Pacify works with more than 30 health plans, employers and public health agencies, including Medicaid managed care organizations and Women, Infants and Children (WIC) programs. This deal combines Advantia’s physical physician practices with Pacify’s virtual capabilities to provide on-demand, 24/7 virtual care for new mothers through the Pacify platform.
On April 1, California-based rehabilitation company Paradigm acquired Restore Rehabilitation, based in Owings Mills, Maryland.
Paradigm treats injured workers through three divisions: catastrophic care management, complex care solutions, and specialty networks.

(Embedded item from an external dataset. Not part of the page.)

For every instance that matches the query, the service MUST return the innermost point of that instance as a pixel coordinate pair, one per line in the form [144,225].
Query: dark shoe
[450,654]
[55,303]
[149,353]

Its specialties include nurse triage, transitional return to work, physician advisory services and complex pain management.
Restore Rehabilitation is a case management company that provides field coverage in 27 states and nationwide telehealth coverage. It will be integrated into Paradigm’s Complex Care Solutions division and will operate under the Paradigm name.
Teladoc is the publicly traded pure-play in the telehealth space, with a market cap of $4.4 billion. It went public in July 2015 with a share price of $19 and is currently trading around $61 per share.
Even before its IPO, the company was actively acquiring. In September 2013, Teladoc took over Consult A Doctor, a Miami, Florida-based telemedicine service and technology platform with a network of board-certified physicians in all 50 states. In May 2014, it acquired Dallas, Texas-based AmeriDoc, a telehealth platform.
In 2016, it paid approximately $153 million for HealthiestYou, a telehealth consumer engagement platform for the small- to mid-sized employer market. A year later, it acquired Best Doctors from Brown Brothers Harriman for $440 million and gained global reach through the target’s network of more than 50,000 medical experts worldwide. All are peer-rated in a Gallup-certifed poll as being in the top 5% of physicians in more than 450 medical specialties.
In March 2019, the company boosted its global presence with the acquisition of the French telehealth provider MedecinDirect, for an undisclosed sum. The deal combines Teladoc’s virtual care services with MedecinDirect’s consultation and prescription digital health solutions. The organization will become the French country unit of Teladoc Health.
Other U.S. players include privately held InTouch Health, an enterprise telehealth platform that supports over 130 healthcare systems, 7,700 registered network users, and 1,780 care locations worldwide. In 2018, it surpassed 1,680,000 network sessions and is expected to manage more than 300,000 clinical sessions in 2019.
Last year InTouch made two deals. In January, it acquired TruClinic, which offers a secure, high definition video communication system and a suite of practice management products. In April it acquired Alpharetta, Georgia-based REACH Health, which provides enterprise telemedicine systems for multiple specialties and settings of care. The REACH 5.0 platform allows bedside clinicians to consult and collaborate with remote specialists. No financial terms were disclosed.
Private equity firms, which are storming many healthcare services sectors at the moment, have not piled into the telehealth sub-sector as heartily as they have other areas of digital health. Rest assured, interest is growing. Harbour Point Capital acquired InSight Telepyschiatry in November 2018, following Pharos Capital Group’s 2016 deal for FasPsych LLC. Other specialties like teleradiology are attracting medical device makers such as Royal Philips (NYSE: PHG). The company acquired Direct Radiology in March. You’ll be hearing a lot more about these services in the years to come.